Here you have a guy lets call him Matt. Matt has this iPad that he loves and really does a ton from it. He is sharing with one of his buddies about how he loves this tool and could become more efficient in writting kids curriculum if he could learn to type on it quicker. So his buddy mentions to him that their is a great external key board he could pick up for only $99.00. But this would give him the ability to type faster. Matt goes to buy it and while he is in his online shopping cart he notices a great bag to hold the keyboard in. The bag is only another $30.00. He is worth this price, I mean he doesn’t want to lose the keyboard or drop it. But then there it is, he finds another great tool to help with typing up curriculum and it is some voice software where he could hook it up and speak and it would type for him.
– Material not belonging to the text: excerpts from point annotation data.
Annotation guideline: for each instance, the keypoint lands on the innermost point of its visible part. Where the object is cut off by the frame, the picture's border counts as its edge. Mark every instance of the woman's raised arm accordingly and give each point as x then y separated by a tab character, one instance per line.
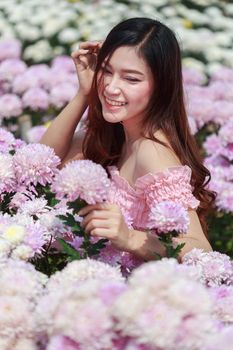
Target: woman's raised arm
61	131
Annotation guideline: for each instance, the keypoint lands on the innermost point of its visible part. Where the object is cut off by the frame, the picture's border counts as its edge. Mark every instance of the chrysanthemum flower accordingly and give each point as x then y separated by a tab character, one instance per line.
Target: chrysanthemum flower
214	268
84	179
164	308
79	271
35	164
7	174
167	216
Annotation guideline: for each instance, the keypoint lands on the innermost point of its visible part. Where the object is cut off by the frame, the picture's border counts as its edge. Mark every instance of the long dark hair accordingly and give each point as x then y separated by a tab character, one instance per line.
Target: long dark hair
158	46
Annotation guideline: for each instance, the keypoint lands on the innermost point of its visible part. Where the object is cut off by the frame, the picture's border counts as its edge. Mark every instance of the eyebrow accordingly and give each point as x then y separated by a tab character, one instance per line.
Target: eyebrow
128	70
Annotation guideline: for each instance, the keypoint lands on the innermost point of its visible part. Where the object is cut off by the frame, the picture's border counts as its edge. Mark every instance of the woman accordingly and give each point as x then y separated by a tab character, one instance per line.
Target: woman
138	130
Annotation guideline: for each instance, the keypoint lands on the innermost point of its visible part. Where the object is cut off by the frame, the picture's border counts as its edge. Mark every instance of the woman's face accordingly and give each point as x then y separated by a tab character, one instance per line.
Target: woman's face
126	87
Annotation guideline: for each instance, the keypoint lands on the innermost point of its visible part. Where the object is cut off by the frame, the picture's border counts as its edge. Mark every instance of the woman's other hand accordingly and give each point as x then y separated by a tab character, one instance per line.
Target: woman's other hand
106	221
85	62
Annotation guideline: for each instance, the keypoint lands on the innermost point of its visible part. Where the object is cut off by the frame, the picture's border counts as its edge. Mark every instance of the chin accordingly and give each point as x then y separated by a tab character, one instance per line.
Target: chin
111	118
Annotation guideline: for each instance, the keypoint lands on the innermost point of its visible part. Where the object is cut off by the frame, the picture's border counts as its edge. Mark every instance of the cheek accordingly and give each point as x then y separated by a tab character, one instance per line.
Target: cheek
142	94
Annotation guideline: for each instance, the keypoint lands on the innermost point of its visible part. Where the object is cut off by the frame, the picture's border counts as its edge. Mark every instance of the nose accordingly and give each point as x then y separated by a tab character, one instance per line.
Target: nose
112	85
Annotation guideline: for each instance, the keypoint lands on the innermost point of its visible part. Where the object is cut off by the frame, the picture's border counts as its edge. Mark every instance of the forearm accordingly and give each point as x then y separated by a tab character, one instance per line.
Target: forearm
145	245
60	133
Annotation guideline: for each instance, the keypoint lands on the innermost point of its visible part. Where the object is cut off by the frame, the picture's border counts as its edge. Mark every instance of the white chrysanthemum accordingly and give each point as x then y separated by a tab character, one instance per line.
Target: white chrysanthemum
79	271
21	278
84	179
79	311
22	252
14	234
161	295
25	344
35	164
16	316
7	174
36	206
5	248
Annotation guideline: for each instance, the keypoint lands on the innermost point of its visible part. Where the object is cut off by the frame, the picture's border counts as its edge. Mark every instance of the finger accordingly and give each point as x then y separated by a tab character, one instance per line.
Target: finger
101	214
99	206
97	224
101	232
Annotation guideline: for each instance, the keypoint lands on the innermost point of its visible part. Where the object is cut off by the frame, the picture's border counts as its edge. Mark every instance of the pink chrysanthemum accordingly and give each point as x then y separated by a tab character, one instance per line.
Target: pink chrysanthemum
223	339
81	270
77	317
36	99
62	94
168	216
7	174
35	76
214	268
223	301
6	141
34	207
25	237
84	179
171	302
10	48
10	106
59	342
35	164
10	68
35	133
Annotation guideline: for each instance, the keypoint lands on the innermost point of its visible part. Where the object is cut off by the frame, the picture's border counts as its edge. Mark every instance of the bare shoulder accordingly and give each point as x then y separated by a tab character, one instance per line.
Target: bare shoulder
154	157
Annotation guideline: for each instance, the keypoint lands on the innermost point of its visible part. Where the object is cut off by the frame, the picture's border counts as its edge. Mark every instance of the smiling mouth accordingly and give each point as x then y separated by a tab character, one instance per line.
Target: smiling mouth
114	103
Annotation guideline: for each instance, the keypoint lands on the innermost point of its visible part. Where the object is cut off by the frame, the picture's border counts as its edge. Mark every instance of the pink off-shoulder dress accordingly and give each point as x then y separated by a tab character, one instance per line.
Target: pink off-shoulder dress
136	202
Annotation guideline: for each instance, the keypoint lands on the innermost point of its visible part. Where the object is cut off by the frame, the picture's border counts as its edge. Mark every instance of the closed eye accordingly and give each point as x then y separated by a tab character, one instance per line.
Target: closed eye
133	80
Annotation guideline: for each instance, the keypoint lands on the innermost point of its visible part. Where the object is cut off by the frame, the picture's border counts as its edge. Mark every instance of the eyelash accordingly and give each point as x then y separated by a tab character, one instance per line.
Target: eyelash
132	80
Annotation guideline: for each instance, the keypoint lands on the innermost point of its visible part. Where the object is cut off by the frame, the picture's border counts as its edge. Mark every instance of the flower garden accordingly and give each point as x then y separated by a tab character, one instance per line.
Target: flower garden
59	288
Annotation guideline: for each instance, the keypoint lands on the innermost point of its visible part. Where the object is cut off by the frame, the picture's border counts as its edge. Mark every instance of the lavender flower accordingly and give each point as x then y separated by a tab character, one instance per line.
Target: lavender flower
77	317
61	343
84	179
10	106
62	94
10	48
223	301
214	268
35	133
168	216
223	339
35	164
6	141
82	270
36	98
36	76
171	302
7	174
25	237
10	68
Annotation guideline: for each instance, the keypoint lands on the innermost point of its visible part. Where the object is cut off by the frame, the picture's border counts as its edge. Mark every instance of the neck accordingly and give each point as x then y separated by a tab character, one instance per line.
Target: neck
132	132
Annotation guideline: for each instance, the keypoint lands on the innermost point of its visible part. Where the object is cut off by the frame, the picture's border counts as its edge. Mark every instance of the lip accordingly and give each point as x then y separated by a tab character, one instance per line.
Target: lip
110	106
So he throws this in the online shopping cart.
Back at church he talks the financial person into buying a $250 microphone. Matt works on training the software and starts trying to use it in place of typing but when he needs to type he has in this great bag and wonderful external keyboard.
After a while Matt is going to realize that talking into the iPad doesn’t really make him as fast as he had hoped. He will either continue using the speech recognition software because it is marginally better than typing for him, or he will decide he dislikes voice transcription even more than he hates typing and go back to the slow and awkward tablet typing for himself.
This is where “Skills or New Tools” are really called on for a proper decision.
Matt could have spent the same amount time and less money in working on his tablet typing (by buying maybe a .99 app) and had become more proficient. Instead of buying the external keyboard, bag, and voice software. Bottom line that I try to get people to think through is watch becoming distracted by all the great tools out there and avoid not improving your current skills.
(I am in no way saying not get new gadgets, because as stated already I love technology and gadgets. I am just suggesting challenge yourself as to the reason why you want the new toy? Will this new gadget help improve your skills dramatically or can your skills improve without this gadget? ) Good questions to ask as the economy gets tighter for those of us in children’s ministry.